Liliana Wiech prezes Stowarzyszenia Łączy nas Sanok „Na celu mamy wspieranie wszystkich sanoczan”
W sobotę, 14 grudnia o godz. 1o.oo wystartowała sanocka JADŁODZIELNIA. Jej powstanie stało się możliwe dzięki osobom, które chcą ratować żywność przed zmarnowaniem – inicjatorem Sanockiej Jadłodzielni było Stowarzyszenie Łączy nas Sanok.
„Jadłodzielnia to miejsce, którego działanie jest oparte na idei foodsharingu (z ang. dzielenie się jedzeniem), która zrodziła się żeby ratować żywność przed zmarnowaniem. Każdy może przynieść to, czego nie da rady zagospodarować i każdy może poczęstować się tym, co przyniósł ktoś inny. Foodsharing nie ma na celu dzielenia się jedzeniem z osobami ubogimi. Głównym celem jadłodzilni jest zapobieganie marnowaniu jedzenia. Z jadłodzielni mogą korzystać wszyscy, którzy nie zgadzają się na marnowanie jedzenia, dla których ważna jest troska o naszą planetę i o siebie nawzajem.”
Przy okazji inicjatywy społecznej zaprosiliśmy prezes Stowarzyszenia – Lilianę Wiech na rozmowę.
Od kiedy Stowarzyszenie istnieje?
Oficjalnie zostało zarejestrowane pod koniec sierpnia, natomiast zebranie założycielskie odbyło już w czerwcu, gdzie spotykały się osoby chętne do działania w ramach
Stowarzyszenia, by robić coś dla Sanoka i sanoczan na większą skale.
Pamiętamy komitet Łączy nas Sanok, który wspierał podczas wyborów Tomasza Matuszewskiego, kogo lub co będzie wspierać Stowarzyszenie Łączy Nas Sanok?
Na celu mamy wspieranie wszystkich sanoczan. Zapraszam do zapoznania się ze statutem SŁNS, który znajduje się na naszej stronie (wwwslns.pl), w którym to zostały określone cele statutowe naszej działalności. Generalnie chcemy działać na rzecz mieszkańców ziemi sanockiej, wspierać m. in. inicjatywy ekologiczne, poprawiające nasze codzienne życie.
Pierwszą inicjatywą w której braliście udział jako Stowarzyszenie to był piknik ekologiczny.

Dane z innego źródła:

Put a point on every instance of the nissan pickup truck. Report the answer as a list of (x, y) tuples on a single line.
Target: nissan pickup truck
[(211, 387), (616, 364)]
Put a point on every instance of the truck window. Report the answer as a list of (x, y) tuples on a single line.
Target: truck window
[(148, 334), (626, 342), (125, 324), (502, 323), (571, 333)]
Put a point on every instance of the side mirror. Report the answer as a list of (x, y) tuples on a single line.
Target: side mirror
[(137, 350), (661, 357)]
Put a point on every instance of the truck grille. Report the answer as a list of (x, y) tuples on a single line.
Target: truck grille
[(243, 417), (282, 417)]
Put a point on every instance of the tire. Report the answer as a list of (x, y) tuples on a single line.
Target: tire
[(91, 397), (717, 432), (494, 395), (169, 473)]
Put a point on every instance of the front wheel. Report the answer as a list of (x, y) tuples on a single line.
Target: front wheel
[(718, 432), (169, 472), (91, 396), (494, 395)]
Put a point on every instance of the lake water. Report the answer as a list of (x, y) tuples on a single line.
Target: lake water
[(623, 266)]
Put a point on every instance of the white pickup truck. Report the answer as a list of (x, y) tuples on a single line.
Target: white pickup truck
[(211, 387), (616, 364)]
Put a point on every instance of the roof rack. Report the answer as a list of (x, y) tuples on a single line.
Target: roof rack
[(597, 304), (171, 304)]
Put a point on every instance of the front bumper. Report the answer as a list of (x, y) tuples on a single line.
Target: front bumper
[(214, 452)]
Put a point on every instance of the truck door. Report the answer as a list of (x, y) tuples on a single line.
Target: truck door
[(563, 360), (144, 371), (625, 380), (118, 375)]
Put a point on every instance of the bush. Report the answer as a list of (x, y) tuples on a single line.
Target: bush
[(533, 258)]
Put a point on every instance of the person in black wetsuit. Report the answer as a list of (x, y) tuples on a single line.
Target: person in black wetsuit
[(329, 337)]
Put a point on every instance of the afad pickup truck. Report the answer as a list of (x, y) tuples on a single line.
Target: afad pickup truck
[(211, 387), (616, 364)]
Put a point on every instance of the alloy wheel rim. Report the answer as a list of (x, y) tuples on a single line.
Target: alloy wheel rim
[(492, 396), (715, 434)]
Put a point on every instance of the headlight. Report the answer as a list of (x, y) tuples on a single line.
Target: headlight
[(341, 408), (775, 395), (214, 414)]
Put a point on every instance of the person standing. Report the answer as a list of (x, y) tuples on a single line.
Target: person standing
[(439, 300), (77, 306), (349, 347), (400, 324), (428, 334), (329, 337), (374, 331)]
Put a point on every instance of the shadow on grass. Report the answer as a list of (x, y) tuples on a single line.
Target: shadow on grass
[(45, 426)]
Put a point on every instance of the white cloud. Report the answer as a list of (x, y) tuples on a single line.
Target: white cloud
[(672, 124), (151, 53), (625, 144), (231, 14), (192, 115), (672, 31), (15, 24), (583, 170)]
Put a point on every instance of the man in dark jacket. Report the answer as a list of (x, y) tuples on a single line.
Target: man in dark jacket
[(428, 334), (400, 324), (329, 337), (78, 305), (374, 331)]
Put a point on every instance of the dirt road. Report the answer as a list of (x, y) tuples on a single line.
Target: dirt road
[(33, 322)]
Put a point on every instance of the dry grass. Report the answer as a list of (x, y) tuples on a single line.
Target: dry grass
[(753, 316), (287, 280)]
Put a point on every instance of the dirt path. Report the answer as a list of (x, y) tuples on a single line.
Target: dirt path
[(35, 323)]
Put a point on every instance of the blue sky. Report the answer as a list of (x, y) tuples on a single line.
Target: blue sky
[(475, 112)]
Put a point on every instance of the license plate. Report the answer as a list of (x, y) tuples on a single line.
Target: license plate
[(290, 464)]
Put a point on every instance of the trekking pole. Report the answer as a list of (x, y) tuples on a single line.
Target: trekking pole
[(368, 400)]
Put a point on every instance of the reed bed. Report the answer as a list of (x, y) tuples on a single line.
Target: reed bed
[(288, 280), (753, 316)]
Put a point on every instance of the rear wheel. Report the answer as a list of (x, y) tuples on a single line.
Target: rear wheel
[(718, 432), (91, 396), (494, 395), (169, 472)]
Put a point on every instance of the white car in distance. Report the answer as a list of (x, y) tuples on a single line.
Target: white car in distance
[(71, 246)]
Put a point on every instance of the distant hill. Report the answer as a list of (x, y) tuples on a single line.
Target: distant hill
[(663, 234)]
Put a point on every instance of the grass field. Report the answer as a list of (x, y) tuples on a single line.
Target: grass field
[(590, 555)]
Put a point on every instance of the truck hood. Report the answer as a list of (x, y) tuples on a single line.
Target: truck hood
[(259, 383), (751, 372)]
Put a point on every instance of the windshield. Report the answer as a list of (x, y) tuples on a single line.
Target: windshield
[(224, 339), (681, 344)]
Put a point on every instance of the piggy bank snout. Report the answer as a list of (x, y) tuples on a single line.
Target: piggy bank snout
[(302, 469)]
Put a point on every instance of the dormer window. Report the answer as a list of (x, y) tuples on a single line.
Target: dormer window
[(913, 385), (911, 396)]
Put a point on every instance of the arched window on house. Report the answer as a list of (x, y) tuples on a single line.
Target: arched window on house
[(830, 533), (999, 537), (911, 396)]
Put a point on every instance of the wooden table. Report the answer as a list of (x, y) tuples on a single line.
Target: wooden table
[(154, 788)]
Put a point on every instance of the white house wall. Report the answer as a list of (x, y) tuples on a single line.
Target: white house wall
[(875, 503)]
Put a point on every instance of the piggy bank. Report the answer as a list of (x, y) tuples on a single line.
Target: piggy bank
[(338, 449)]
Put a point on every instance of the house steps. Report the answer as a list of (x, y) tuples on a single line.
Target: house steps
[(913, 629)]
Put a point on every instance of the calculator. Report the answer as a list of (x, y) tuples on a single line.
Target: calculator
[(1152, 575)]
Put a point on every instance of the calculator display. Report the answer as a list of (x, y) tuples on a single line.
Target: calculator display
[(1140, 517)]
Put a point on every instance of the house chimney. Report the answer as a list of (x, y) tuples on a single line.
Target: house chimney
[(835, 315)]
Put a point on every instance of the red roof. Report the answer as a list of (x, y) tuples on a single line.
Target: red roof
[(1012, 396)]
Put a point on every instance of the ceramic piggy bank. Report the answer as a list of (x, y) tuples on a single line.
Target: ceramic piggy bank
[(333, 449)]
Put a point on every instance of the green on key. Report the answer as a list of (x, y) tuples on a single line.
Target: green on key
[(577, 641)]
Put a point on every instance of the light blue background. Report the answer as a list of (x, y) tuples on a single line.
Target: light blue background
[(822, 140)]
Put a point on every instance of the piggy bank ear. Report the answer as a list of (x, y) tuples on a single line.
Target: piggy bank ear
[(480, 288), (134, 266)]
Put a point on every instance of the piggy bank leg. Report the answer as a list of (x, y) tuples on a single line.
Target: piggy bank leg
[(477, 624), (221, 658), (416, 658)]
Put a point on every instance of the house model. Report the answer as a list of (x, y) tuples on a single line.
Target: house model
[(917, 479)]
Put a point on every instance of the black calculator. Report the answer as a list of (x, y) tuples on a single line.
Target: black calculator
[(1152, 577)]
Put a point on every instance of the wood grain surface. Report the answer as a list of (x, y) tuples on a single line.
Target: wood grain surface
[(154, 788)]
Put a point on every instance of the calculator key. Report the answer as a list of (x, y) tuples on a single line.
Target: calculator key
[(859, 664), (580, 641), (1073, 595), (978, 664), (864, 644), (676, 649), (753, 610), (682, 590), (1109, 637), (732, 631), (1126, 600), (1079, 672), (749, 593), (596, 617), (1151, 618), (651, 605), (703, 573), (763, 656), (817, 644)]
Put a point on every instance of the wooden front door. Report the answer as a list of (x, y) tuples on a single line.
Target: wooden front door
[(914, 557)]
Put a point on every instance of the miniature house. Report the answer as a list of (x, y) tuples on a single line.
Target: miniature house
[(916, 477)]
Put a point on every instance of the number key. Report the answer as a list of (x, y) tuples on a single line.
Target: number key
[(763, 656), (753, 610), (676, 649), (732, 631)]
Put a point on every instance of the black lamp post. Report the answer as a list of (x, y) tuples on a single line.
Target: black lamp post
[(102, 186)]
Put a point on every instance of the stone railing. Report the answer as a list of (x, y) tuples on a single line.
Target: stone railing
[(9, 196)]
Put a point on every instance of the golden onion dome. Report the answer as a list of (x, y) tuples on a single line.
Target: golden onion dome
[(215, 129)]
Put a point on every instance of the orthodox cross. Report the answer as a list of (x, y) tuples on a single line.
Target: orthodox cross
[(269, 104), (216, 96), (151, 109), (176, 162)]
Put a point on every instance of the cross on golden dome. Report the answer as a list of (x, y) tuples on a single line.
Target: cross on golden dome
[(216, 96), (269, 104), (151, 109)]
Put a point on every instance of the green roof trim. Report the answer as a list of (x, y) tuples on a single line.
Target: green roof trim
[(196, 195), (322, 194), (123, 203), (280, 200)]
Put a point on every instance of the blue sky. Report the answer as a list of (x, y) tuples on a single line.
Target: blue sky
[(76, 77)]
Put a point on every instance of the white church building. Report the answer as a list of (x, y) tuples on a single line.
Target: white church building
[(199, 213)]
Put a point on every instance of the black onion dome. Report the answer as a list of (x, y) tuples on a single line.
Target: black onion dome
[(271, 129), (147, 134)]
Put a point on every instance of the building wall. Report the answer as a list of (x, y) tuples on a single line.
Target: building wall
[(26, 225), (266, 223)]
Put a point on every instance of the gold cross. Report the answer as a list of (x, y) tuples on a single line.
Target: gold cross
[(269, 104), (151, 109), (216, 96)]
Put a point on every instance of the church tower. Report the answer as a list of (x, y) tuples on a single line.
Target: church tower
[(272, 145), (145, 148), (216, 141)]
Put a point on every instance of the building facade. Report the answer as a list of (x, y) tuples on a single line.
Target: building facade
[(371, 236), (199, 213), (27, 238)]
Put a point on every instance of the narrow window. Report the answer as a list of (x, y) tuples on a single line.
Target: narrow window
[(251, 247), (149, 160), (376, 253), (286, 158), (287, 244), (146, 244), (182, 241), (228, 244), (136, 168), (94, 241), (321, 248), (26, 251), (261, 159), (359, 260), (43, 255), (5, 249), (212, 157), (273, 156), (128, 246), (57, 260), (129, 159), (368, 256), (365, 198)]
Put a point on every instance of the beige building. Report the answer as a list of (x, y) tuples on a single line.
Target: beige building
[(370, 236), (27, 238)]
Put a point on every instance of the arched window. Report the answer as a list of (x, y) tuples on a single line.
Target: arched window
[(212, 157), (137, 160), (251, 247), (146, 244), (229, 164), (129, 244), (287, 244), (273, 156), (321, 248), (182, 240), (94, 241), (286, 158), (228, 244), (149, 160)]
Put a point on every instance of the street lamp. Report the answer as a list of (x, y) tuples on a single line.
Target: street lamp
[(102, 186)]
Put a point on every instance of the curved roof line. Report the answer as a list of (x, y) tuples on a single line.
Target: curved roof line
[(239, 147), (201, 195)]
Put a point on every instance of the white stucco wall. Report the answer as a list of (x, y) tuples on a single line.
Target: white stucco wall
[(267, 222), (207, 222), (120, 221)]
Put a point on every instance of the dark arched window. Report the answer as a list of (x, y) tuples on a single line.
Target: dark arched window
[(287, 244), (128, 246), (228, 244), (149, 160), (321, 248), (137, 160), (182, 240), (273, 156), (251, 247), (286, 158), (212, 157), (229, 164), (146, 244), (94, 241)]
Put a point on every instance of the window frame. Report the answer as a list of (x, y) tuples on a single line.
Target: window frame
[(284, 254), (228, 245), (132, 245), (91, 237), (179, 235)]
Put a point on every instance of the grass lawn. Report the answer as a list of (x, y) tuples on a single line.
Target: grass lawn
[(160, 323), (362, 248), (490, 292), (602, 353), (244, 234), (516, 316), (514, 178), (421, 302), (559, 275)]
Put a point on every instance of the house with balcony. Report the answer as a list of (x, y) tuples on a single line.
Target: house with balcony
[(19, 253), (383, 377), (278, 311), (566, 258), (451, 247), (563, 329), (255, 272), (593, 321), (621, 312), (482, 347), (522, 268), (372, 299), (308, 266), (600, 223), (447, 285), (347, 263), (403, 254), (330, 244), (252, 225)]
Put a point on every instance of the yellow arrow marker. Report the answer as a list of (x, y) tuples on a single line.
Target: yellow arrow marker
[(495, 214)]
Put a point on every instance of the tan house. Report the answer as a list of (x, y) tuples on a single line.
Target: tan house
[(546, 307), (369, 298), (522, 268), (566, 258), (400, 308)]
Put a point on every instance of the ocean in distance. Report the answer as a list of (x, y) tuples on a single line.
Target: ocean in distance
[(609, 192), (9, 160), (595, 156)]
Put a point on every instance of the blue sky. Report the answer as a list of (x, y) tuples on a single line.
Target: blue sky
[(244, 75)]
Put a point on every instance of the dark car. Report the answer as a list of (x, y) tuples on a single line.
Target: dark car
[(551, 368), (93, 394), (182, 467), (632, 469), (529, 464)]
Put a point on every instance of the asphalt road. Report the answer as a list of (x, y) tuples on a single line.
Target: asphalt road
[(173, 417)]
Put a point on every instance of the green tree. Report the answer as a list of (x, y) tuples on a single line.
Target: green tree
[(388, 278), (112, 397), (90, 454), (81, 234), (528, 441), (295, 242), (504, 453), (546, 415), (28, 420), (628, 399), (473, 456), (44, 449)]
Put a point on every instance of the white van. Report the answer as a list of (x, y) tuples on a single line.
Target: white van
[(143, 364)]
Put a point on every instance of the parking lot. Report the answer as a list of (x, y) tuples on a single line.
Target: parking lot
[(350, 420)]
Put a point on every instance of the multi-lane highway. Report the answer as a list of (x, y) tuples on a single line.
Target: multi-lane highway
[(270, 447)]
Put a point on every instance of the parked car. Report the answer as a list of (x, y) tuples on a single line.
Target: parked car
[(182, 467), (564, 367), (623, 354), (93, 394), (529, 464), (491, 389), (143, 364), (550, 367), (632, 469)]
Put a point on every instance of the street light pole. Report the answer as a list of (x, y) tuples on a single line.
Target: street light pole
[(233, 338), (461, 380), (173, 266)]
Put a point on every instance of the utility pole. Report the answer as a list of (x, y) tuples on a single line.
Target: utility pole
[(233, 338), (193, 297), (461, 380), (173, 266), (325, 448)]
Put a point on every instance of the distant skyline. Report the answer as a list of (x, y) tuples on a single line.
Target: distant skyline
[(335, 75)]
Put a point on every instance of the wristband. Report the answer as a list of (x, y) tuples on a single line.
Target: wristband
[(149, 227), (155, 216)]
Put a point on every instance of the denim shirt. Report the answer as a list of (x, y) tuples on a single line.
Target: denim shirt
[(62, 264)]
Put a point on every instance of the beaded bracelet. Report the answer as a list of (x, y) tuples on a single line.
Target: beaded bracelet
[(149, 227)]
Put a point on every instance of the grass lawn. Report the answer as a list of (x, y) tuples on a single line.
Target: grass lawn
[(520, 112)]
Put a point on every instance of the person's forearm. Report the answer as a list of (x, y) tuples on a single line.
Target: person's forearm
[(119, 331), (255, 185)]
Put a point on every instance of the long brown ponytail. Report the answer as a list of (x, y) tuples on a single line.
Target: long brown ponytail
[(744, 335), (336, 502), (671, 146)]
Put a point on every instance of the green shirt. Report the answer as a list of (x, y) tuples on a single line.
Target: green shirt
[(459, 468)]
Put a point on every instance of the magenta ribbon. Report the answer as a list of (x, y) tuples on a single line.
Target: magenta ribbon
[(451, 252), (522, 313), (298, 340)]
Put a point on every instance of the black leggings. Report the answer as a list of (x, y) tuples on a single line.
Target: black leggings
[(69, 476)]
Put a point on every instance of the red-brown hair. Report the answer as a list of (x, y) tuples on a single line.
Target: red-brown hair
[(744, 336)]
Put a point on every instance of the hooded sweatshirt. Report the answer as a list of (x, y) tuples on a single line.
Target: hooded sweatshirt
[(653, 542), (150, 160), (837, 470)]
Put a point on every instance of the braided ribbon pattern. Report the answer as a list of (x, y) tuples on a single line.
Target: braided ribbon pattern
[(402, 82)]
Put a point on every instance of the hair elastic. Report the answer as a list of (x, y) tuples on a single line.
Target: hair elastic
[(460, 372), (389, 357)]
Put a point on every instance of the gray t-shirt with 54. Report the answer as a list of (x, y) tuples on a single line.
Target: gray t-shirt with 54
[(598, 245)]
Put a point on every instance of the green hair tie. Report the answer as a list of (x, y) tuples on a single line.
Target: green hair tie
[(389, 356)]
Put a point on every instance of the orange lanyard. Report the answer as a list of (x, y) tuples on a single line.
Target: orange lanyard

Stowarzyszenie brało udział w pikniku, którego głównym organizatorem była młodzież z I LO. Piknik połączony był ze Swap Party. Osoby ze stowarzyszenia, wolontariuszki uszyły około 200 woreczków z firanek które rozdawaliśmy zachęcając mieszkańców do tego, by jak najmniej używać jednorazowych, plastikowych, reklamówek. Zrobiliśmy ekologiczny, uniwersalny płyn do mycia i przybyli na piknik, jeśli tylko chcieli otrzymywali od nas płyn na próbę. Oprócz tego przygotowaliśmy „ulotkę” z przepisami na różne ekologiczne „detergenty” i kosmetyki. Oprócz tego aktywnie wspieramy inicjatywy powstania ścieżek rowerowych. Jakie to działania na chwilę obecną nie chcę zdradzać, czekamy na finał, o którym poinformuję.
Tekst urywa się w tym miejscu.